Why “AI alignment” would better be renamed into “Artificial Intention research”

“AI alignment” has the application, the agenda, less charitably the activism, right in the name. It is a lot like “Missiology” (the study of how to proselytize to “the savages”) which had to evolve into “Anthropology” in order to get atheists and Jews to participate. In the same way, “AI Alignment” excludes e.g. people who are inclined to believe superintelligences will know better than us what is good, and who don’t want to hamstring them. You can think we’re well rid of these people. But you’re still excluding people and thereby reducing the amount of thinking that will be applied to the problem.

“Artificial Intention research” instead emphasizes the space of possible intentions, the space of possible minds, and stresses how intentions that are not natural (constrained by evolution) will be different and weird.

And obviously “Artificial Intention” is an alliteration and a close parallel with “Artificial Intelligence”, so it is very catchy. Catchiness matters a lot when you want an idea to catch on at scale!

Extremely superficially, it doesn’t sound “tacked on” to Artificial Intelligence research, it sounds like a logical completion.

The necessity of alignment doesn’t have to be in the name, because it logically follows from the focus on intention, with this very simple argument:

  • Intention doesn’t have to be conscious or communicable. It is just a preference for some futures over others, inferred as an explanation for behavior that chooses some future over others. Like, even single celled organisms have basic intentions if they move towards nutrients or away from bad temperatures.

  • Therefore, anything that selectively acts in the world, including AI systems, can be modeled to have some intent that explains its behavior.

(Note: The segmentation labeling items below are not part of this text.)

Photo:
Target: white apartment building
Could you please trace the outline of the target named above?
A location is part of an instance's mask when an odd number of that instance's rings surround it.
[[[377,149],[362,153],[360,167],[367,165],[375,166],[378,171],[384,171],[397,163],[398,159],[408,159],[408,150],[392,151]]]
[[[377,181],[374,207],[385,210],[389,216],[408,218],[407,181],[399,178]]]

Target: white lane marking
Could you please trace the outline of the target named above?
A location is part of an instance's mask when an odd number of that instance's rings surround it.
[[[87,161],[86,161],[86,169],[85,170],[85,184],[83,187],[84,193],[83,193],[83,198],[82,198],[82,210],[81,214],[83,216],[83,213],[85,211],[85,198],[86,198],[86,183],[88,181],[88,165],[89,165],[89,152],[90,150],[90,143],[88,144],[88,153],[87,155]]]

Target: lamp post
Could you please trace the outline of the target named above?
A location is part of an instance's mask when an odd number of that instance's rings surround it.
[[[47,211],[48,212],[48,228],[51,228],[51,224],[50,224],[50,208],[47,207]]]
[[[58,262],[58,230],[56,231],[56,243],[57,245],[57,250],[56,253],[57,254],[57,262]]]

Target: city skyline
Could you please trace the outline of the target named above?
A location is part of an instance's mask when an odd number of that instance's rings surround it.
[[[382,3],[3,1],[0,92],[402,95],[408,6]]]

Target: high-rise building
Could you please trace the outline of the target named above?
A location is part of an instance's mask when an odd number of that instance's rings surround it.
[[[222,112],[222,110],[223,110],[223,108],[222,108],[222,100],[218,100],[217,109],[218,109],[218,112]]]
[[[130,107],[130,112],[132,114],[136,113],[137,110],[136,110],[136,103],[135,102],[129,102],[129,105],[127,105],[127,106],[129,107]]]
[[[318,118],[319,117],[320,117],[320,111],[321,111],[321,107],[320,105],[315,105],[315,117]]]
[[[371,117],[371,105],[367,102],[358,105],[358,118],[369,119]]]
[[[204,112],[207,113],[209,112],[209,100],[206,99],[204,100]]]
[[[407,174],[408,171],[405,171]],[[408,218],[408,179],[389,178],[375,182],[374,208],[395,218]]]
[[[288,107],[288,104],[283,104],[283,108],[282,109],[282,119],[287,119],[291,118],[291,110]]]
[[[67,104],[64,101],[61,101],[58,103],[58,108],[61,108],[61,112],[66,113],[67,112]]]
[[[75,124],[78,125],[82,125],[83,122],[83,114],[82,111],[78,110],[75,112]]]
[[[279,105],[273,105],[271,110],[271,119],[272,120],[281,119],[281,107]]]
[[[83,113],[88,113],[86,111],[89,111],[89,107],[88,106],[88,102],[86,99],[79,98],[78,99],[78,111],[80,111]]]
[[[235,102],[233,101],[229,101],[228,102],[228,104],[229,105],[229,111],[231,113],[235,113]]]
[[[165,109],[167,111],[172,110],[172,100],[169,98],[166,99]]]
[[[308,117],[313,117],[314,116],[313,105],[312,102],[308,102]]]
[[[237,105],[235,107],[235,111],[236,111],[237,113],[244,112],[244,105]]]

  • So you’re always going to get an intent, and if you don’t design it thoughtfully you’ll get an essentially random one.

  • ...which is most likely bad (e.g. the paperclip maximizer) because it is random and different and weird.

So this would continue to be useful for alignment. Just like anthropology continued to be useful, and in fact was even more useful than original missiology, to the missionaries.

Having the Intelligence (the I in “AI Alignment”) only implicitly part of it (because of the alliteration and the close parallel) might lose some of the focus on how the Intelligence makes the Intention much more relevant? If that isn’t obvious enough? But it also allows us to also look at Grey Goo scenarios, another existential risk worth preventing.

Changing names will cause confusion, which is bad. But the shift from “friendly AI” to “AI alignment” went fine, because “AI alignment” just is a better name than “friendly AI”. I imagine there wouldn’t be much more trouble in a shift to an even better one. After all, “human-compatible” seems to be doing fine as well.

What do you think?